Don’t be afraid to experiment. The retail and ecommerce space are directly impacted by the fact that consumer behavior and interests are constantly evolving. One of the best ways to increase customer loyalty and retention is to be on top of those behavior/interest trends and delight them with new and creative experiences. Over the past year we have seen a lot of retail and e-retail companies take on this attitude — perhaps in part because they needed to adjust for the limitations that the pandemic incurred on regular shopping patterns. Walmart is a great example of a big brand that has experimented a lot in the past year and seen good results with consumers. It has tapped into the rising trend of social commerce and has been experimenting with selling and promoting its products on TikTok.
As part of my series about the “How To Create A Fantastic Retail Experience That Keeps Bringing Customers Back For More”, I had the pleasure of interviewing Bob Braham.
Bob is the CEO of Famous, the mobile ecommerce platform. He has over 30 years of leading high-tech organizations, including Hewlett Packard, Dell/EMC and Silicon Graphics leveraging that experience to lead small to midsize companies. Previously, Bob was the Chief Revenue Officer of ClearStory Data, a software firm, helping lead the company to an acquisition.
Thank you so much for joining us in this interview series! Before we dive in, our readers would love to “get to know you” a bit better. Can you tell us a bit about your ‘backstory’ and how you got started?
Before I became the CEO of Famous, I had a 30 year long career of executive leadership roles for various high-tech organizations. Most of these companies were well-known, high-growth brands like Hewlett Packard, Dell/EMC, and Silicon Graphics. Throughout my career I’ve gained quite a bit of experience leading small to midsize companies to turnarounds and subsequent exits. That experience and my knowledge of how to leverage great technology in a compelling market made the CEO role at Famous seem like the right fit for me.
Can you share a story about the funniest mistake you made when you were first starting? Can you tell us what lessons or ‘takeaways’ you learned from that?
My story comes from when I was a sales trainee at Hewlett Packard (back when HP was a high growth company), I was straight out of college and a little naive. The sales people were doing a roadshow and the trainees were tasked with driving this big truck to various locations each day, setting up the computer equipment, assisting sales people, then packing up for the next day. During one of my shifts I was paired with someone who decided he wanted to take the truck around for a spin to visit with some friends, and insisted that I join him.
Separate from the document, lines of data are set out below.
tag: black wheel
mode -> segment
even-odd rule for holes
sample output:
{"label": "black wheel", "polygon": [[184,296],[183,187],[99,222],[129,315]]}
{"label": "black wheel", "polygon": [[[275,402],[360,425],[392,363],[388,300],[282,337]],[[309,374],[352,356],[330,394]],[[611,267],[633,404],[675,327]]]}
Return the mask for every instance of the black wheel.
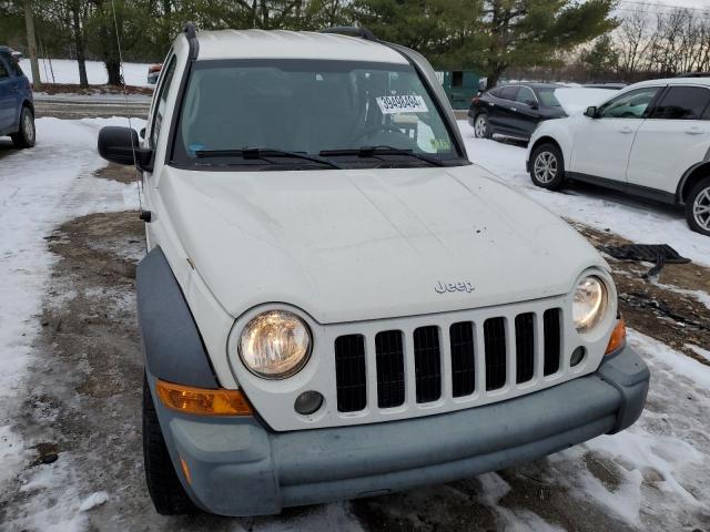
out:
{"label": "black wheel", "polygon": [[565,184],[565,161],[562,152],[555,144],[541,144],[530,156],[530,178],[532,183],[549,191],[557,191]]}
{"label": "black wheel", "polygon": [[176,515],[199,512],[180,483],[170,459],[146,378],[143,379],[143,467],[148,491],[158,513]]}
{"label": "black wheel", "polygon": [[32,147],[36,140],[34,115],[30,108],[22,108],[20,113],[20,130],[10,135],[16,147]]}
{"label": "black wheel", "polygon": [[476,139],[490,139],[493,133],[490,132],[490,123],[488,122],[488,114],[478,113],[474,119],[474,134]]}
{"label": "black wheel", "polygon": [[686,219],[696,233],[710,236],[710,176],[696,183],[686,201]]}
To this day, I’m not exactly sure what his purpose for this side tour actually was, but we ended up making multiple stops and being very late to return to the road show location to pack up. We were so late that by the time we returned, the show was closed and one of the sales people was left behind to watch over the equipment. I was later reprimanded as guilty by association — I should never have gone into the truck for what I was told would be accompanying my co-worker for a quick errand. My lesson learned was: always control your own destiny.
None of us are able to achieve success without some help along the way. Is there a particular person who you are grateful towards who helped get you to where you are? Can you share a story?
John Gorman worked with founder Glenn Bell to start Taco Bell as it’s first president. Although not in high tech, John really understood how people worked. As a young manager I met with John for breakfast regularly where I’d run situations by him and he’d tell me engaging stories. When John was close to passing away, I visited him in his bed. He was weak and barely coherent but suddenly he popped up, wide awake and lectured me for two hours on all the things I was doing wrong in my career. It was an incredible experience. It felt as if he realized he did not have much longer on this earth and wanted to impart some things to me before he left. After that conversation, John died two days later.
Is there a particular book, podcast, or film that made a significant impact on you? Can you share a story or explain why it resonated with you so much?
Our family (my wife and both kids) are enamoured with The Book of Joy. It’s a story about the friendship between the Dalai Lama and Bishop Desmond Tutu — two leaders from extremely different backgrounds sharing areas of commonality and the good they try to do in the world. Many of their sharing revolves around seeing things from the perspective of others, particularly during conflict… which we have no shortage in our world today.
What do you think makes your company stand out? Can you share a story?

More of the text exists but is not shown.